Mystery surrounds deer deaths at zoo

Published Mar 18, 2012 08:53pm

KARACHI, March 18: Three white and a fallow deer have died recently at the Karachi Zoological Gardens, Dawn has learnt.

According to sources, two female white deer with a male of the same species and a male fallow deer died this month at the zoo. One animal died in a fight while another one after consuming a plastic bag, the sources added.

Upon contact, Abida Raees, deputy director of the zoo, confirmed only three deaths.

She said: “One female white deer died after suffering injuries in a fight while the other female of the same species died due to excessive mating.”

A fallow deer, she said, died due to “impaction of the rumen”. She, however, couldn’t explain what caused the digestive problem which resulted in the animal’s death.

Replying to a question about the death “due to excessive mating”, she said that it’s a normal phenomenon among animals and that the cause of death was confirmed by a post-mortem report. “I don’t remember the exact age of the animal, but what I can say for sure is that she was very young and not at the right age for mating.”

When Dawn contacted senior wildlife experts to know about “excessive mating” phenomenon which could possibly result in a death, they said they had never heard of it, nor ever came across a case in which an animal had died due to increased sexual activity.

Animals, they said, often had multiple mates, but male species were attracted to female species only when they exhibited sexually receptive behaviour which was an indication of their reproductive maturity.

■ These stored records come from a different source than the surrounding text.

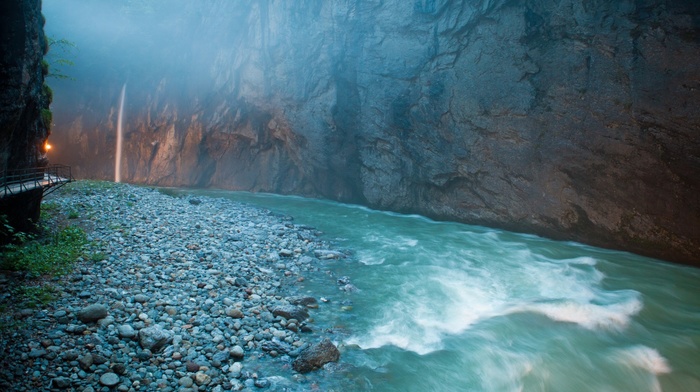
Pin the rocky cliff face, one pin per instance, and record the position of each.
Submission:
(574, 120)
(23, 129)
(24, 106)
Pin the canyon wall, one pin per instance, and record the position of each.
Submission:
(23, 96)
(573, 120)
(24, 107)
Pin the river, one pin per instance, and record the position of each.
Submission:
(443, 306)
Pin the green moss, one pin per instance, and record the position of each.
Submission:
(48, 92)
(44, 67)
(54, 254)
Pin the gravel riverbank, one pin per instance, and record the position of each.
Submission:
(180, 294)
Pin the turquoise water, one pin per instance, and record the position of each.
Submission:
(444, 306)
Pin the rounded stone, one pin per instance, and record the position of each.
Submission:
(109, 379)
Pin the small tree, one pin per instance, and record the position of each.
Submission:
(59, 50)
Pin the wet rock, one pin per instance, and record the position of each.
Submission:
(60, 383)
(92, 313)
(309, 302)
(126, 331)
(291, 312)
(154, 338)
(109, 379)
(234, 313)
(316, 356)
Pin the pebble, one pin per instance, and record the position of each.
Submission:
(184, 297)
(92, 313)
(109, 379)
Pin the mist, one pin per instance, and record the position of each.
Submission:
(569, 120)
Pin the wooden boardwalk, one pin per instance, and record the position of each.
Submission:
(47, 178)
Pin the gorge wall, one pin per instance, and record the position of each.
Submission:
(24, 105)
(573, 120)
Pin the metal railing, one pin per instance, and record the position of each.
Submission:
(48, 178)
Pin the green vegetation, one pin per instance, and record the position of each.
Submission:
(48, 92)
(53, 254)
(44, 67)
(60, 49)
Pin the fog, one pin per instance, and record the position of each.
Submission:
(493, 112)
(119, 41)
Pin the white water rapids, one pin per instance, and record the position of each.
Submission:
(444, 306)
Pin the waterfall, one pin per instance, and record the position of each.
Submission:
(118, 155)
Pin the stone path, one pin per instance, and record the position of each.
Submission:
(189, 294)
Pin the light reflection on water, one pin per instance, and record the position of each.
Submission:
(449, 307)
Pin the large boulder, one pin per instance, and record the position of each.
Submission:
(291, 312)
(92, 313)
(316, 356)
(154, 338)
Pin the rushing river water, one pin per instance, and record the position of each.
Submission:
(450, 307)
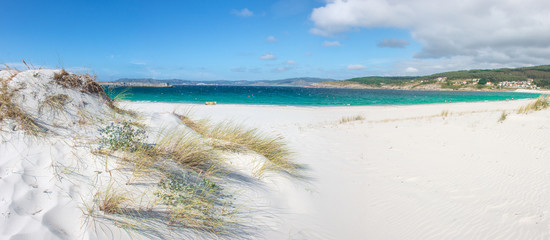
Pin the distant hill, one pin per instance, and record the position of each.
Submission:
(540, 75)
(457, 80)
(291, 82)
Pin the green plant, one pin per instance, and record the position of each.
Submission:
(187, 149)
(195, 201)
(542, 102)
(111, 201)
(55, 102)
(10, 110)
(353, 118)
(503, 116)
(122, 135)
(274, 149)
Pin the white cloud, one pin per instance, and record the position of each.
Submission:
(393, 43)
(411, 70)
(242, 13)
(136, 62)
(268, 56)
(356, 67)
(281, 69)
(487, 32)
(331, 44)
(238, 69)
(271, 39)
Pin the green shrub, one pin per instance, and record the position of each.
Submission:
(122, 135)
(195, 201)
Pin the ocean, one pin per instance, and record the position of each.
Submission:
(298, 96)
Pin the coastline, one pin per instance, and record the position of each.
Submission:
(426, 171)
(427, 87)
(402, 162)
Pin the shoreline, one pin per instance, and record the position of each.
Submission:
(325, 106)
(347, 172)
(401, 162)
(433, 88)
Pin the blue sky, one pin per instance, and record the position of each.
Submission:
(247, 40)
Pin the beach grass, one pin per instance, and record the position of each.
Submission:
(503, 116)
(10, 110)
(352, 118)
(542, 102)
(274, 149)
(193, 200)
(234, 137)
(111, 201)
(55, 102)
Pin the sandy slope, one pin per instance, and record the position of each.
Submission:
(405, 172)
(442, 171)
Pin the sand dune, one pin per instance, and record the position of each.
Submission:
(407, 172)
(441, 171)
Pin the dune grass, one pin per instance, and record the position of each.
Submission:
(9, 110)
(352, 118)
(188, 150)
(234, 137)
(111, 201)
(55, 102)
(503, 116)
(542, 102)
(193, 200)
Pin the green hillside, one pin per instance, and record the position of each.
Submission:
(540, 74)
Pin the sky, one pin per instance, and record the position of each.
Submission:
(268, 40)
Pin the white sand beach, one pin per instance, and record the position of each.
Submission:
(437, 171)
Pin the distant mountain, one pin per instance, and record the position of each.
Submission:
(290, 82)
(540, 75)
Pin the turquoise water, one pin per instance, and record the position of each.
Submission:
(304, 96)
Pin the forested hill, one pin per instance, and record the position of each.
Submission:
(540, 75)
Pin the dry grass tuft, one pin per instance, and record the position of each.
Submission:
(232, 137)
(503, 116)
(187, 150)
(193, 200)
(274, 149)
(351, 119)
(86, 83)
(9, 110)
(111, 201)
(67, 80)
(201, 126)
(542, 102)
(56, 102)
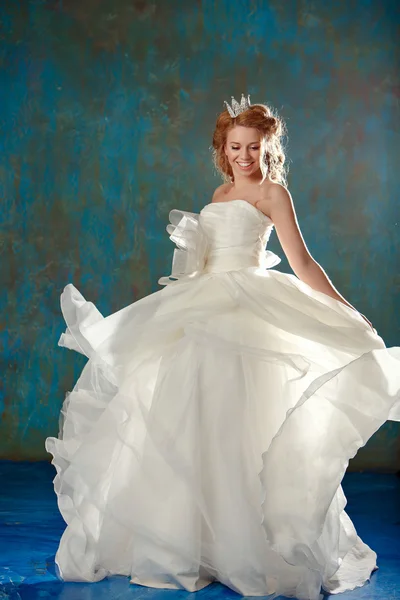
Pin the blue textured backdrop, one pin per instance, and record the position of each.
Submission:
(107, 110)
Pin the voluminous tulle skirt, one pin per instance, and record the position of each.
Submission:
(208, 434)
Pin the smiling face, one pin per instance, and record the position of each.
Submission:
(243, 150)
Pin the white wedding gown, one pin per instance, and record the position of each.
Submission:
(208, 434)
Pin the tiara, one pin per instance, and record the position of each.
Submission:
(235, 109)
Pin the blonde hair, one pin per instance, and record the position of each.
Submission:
(271, 129)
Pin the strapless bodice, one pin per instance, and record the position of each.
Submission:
(224, 236)
(237, 234)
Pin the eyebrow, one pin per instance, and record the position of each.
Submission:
(248, 144)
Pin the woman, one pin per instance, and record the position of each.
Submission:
(211, 427)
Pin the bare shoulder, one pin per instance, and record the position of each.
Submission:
(276, 192)
(220, 191)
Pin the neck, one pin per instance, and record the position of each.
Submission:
(245, 182)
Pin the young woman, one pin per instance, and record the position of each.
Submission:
(211, 427)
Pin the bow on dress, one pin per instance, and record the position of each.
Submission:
(190, 255)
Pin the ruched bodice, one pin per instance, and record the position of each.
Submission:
(224, 236)
(237, 233)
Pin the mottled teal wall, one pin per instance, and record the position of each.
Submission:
(107, 110)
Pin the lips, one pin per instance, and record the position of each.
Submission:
(245, 166)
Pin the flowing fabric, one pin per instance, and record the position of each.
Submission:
(208, 434)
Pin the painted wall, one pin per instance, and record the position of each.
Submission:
(107, 110)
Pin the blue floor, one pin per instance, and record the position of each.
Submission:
(30, 528)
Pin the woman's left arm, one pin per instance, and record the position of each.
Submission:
(279, 207)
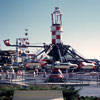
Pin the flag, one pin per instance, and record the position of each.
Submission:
(7, 42)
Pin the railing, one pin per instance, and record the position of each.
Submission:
(28, 78)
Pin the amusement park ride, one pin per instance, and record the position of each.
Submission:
(56, 50)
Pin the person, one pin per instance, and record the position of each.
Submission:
(1, 72)
(12, 72)
(19, 73)
(7, 74)
(34, 74)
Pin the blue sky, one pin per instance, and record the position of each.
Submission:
(81, 23)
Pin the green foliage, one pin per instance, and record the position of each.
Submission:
(70, 93)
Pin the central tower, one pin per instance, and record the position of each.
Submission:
(56, 27)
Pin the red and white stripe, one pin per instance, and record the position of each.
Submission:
(56, 33)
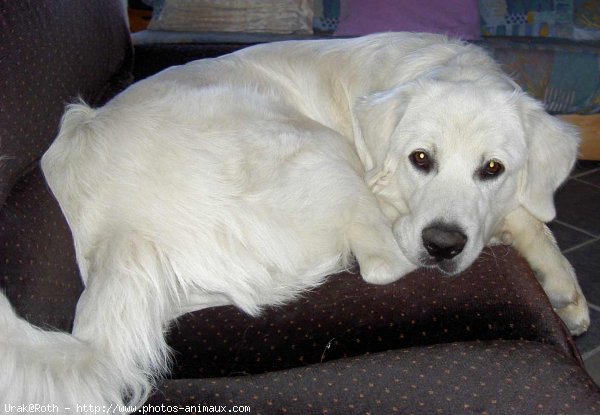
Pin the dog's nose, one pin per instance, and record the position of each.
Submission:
(443, 242)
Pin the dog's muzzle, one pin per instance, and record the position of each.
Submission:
(443, 242)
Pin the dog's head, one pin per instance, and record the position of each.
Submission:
(448, 160)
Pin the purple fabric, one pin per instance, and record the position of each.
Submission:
(457, 18)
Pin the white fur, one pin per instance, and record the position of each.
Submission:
(247, 179)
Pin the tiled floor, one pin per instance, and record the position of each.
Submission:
(577, 229)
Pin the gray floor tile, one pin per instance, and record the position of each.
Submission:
(584, 166)
(592, 365)
(591, 178)
(591, 339)
(568, 237)
(578, 204)
(586, 261)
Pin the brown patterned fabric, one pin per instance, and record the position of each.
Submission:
(494, 377)
(37, 260)
(496, 298)
(52, 52)
(425, 344)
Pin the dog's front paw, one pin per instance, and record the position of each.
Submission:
(379, 269)
(576, 315)
(560, 284)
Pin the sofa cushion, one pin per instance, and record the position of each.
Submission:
(492, 377)
(37, 259)
(52, 52)
(497, 297)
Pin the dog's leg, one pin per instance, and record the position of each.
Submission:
(117, 348)
(373, 244)
(536, 243)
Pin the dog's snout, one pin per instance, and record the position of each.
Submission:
(443, 242)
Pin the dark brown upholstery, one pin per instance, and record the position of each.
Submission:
(485, 342)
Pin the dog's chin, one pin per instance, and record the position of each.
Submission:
(447, 267)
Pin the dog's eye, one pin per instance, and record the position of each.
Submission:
(491, 169)
(421, 160)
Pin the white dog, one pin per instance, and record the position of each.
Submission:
(248, 178)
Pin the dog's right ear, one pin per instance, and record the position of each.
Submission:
(375, 120)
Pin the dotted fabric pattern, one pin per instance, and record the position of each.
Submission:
(51, 53)
(497, 297)
(497, 377)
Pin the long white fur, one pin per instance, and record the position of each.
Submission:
(247, 179)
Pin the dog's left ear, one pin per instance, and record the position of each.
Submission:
(552, 151)
(375, 120)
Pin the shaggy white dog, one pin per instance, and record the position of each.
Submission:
(248, 178)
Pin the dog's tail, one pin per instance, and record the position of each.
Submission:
(117, 349)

Giving his opinion as a veterinarian, Dr Masood Rabbani, head of the diagnostic laboratory, University of Veterinary and Animal Sciences, said that even if someone accepted the version of “excessive mating”, the animal could never suffer a sudden death which led to the question why immediate care was not provided to the bleeding animal.

“A possibility exists that the animal might have died of huge loss of blood. But ‘death by excessive mating’ is not a common phenomenon. There is a dire need to collect more details about the incident, for instance, the age of the animal and, most importantly, the time when the incident occurred.

“Besides, one should have information about the keeper and the behaviour the [involved] animal exhibited later.”

A case of bestiality? He said the case must not be hushed up as it could be an incident of bestiality, which, he added, could be easily verified by samples taken during a post-mortem examination.

It needs to be mentioned here that the zoo is faced with an acute shortage of trained staff while there has been no accountability of officials involved in mismanagement and incidents of negligence in the past.

A much publicised case is of the lion cubs’ death in which no FIR has yet been registered, though seven months have passed after the incident.  In August last year official negligence claimed the lives of four lion cubs which were barely five days old. Three of them were found dead in their cages while the fourth one went missing the same day.